Fast forward to April 26th for the follow up. Kaylan was still very small and still very far behind. She was only 8 oz and Dylan was measuring 1 lb and 3 oz. On the previous visit, she was 6 oz, so she had grown, but only 2 more oz. So, Dylan is twice as big as her. Things were not looking good. The follow up visit was a very rough visit. We did NOT get any sort of glimmer of hope or encouragement or compassion from our doctor. He was highly insensitive and made us feel like we needed to go ahead and start the grieving process. He basically rushed us out of the room while I was standing there in tears in my husband's arms. Bad. Doctor. Never to see him again.

Thanks to the nudging of Landon and my mom, I made some calls to get a second opinion and start seeing another Perintologist.
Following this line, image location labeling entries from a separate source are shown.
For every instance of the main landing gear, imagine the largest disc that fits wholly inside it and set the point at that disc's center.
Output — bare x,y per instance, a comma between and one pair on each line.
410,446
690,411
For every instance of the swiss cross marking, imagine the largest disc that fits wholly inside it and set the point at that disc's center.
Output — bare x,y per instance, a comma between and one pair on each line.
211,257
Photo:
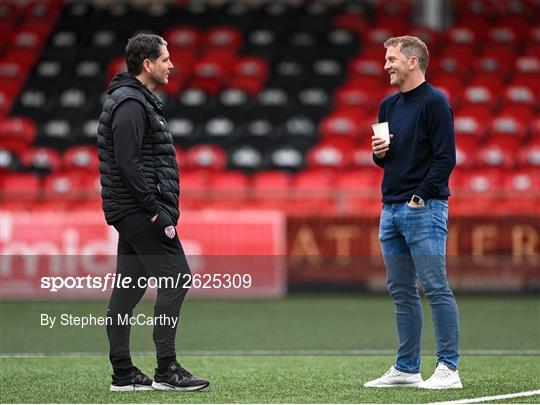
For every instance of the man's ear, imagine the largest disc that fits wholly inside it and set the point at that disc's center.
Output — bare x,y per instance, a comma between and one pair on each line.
146,65
413,62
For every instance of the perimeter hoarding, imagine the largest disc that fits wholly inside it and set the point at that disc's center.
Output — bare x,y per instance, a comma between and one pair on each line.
221,248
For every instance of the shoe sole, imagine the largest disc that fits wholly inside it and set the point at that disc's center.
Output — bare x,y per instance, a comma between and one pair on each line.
457,385
130,388
412,385
167,387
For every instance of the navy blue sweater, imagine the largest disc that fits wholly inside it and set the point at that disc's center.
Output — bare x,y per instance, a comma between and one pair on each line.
422,153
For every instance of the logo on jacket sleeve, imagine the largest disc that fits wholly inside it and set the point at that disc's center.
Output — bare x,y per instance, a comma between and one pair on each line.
170,231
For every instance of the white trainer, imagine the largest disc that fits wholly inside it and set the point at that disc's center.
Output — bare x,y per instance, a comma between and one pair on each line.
442,379
395,378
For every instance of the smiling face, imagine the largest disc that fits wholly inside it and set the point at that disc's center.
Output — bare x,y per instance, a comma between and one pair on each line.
398,66
159,69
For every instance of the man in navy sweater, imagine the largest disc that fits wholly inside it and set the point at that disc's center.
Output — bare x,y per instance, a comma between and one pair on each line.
414,221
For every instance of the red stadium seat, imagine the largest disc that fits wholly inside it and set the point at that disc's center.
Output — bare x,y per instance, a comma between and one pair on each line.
194,183
477,192
491,65
188,38
210,75
461,37
17,134
81,158
478,94
341,124
329,156
522,192
493,82
362,66
20,186
529,154
229,188
351,21
504,35
500,151
224,37
355,99
271,189
528,66
508,125
481,113
519,95
377,36
41,158
64,186
469,125
360,190
467,149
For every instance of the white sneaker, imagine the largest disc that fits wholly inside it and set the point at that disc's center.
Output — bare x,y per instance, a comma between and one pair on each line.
443,378
395,378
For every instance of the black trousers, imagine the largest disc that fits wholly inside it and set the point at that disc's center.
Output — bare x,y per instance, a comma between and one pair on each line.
145,250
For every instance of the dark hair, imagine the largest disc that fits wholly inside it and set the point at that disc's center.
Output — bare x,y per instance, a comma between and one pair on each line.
141,47
411,46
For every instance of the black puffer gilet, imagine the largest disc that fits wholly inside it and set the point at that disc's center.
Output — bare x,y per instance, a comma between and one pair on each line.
158,154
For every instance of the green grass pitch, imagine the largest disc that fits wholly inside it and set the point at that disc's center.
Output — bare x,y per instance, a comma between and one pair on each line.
218,340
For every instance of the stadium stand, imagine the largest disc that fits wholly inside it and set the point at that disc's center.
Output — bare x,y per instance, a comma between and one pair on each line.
263,113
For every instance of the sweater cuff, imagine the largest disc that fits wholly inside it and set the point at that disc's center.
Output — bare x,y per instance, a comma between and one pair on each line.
378,161
422,193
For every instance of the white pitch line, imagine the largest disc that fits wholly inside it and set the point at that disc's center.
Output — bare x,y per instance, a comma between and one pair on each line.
492,398
278,352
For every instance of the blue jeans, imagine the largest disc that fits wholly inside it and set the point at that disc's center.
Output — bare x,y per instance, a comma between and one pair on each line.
413,242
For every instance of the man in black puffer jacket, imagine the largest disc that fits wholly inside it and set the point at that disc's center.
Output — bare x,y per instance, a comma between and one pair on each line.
139,179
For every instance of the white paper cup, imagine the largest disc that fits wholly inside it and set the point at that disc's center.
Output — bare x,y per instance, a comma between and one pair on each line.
381,130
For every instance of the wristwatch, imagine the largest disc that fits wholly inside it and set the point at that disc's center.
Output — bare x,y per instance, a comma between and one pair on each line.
418,200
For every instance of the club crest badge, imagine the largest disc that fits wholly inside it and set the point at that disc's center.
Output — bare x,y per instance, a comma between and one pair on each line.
170,231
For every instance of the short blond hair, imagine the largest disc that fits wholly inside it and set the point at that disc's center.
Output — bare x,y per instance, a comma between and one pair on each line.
411,46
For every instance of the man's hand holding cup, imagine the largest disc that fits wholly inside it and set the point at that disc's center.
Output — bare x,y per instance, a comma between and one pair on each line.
380,141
Whether the bad doctor's diagnosis was right or not, I was not about to be treated like this from him anymore. So, by the grace of God, another recommended doctor had an appointment opening the next day at 10 a.m. at Plano Presby Hospital. Wow, what a difference a doctor makes!

With the new doctor, the diagnosis was basically the same - things don't look great...she's very small and that's a big concern. BUT, there's no reason to give up hope until there's no hope to be had. I also communicated to this doctor our expectation of him as far as the way he relayed information to us. I told him that she may just be a fetus to him, but she's our daughter. She has a first name and a last name and we do NOT want him to talk to us like she's already dead. I also told him that I expected him to talk to me like I was his wife or his daughter and to speak with compassion and sensitivity. A dear friend gave me that advice and I'm so glad we communicated that to him upfront.(Thanks Megan). It made all the difference in the world when he was speaking with us.

At the end of the day, we still have to wait and see if she continues to grow. Hopefully she will. Obviously, the longer I can carry her and the bigger she gets, the better chance she has for survival outside of the womb.

I'm not on doctor ordered bed rest or anything but when I'm at home, I'm supposed to be resting and taking it easy. I have THE BEST husband in the world and he takes care of my every need....dinner, groceries...laundry...you name it...he's on it. Such a sweet blessing to have him in my life.

I need to also acknowledge our AMAZING friends and family who have so diligently and faithfully lifted us up in prayer over the last few weeks. We have been bathed in encouraging letters, phone calls, texts, emails, cards, visits, etc. It's been a very special time for us even in spite of the difficult circumstances. In fact, there's been several people that we don't even know that have heard about what's going on (through friends, or family and what not) and have sent hopeful messages and encouraging notes as well. We've really seen Jesus in people lately :) Thank you to everyone who has, and continues to lift up our babies to the Lord. We'll take all the prayers we can get!

Our next appt is May 12th. So until then...prayers for GROWTH!!!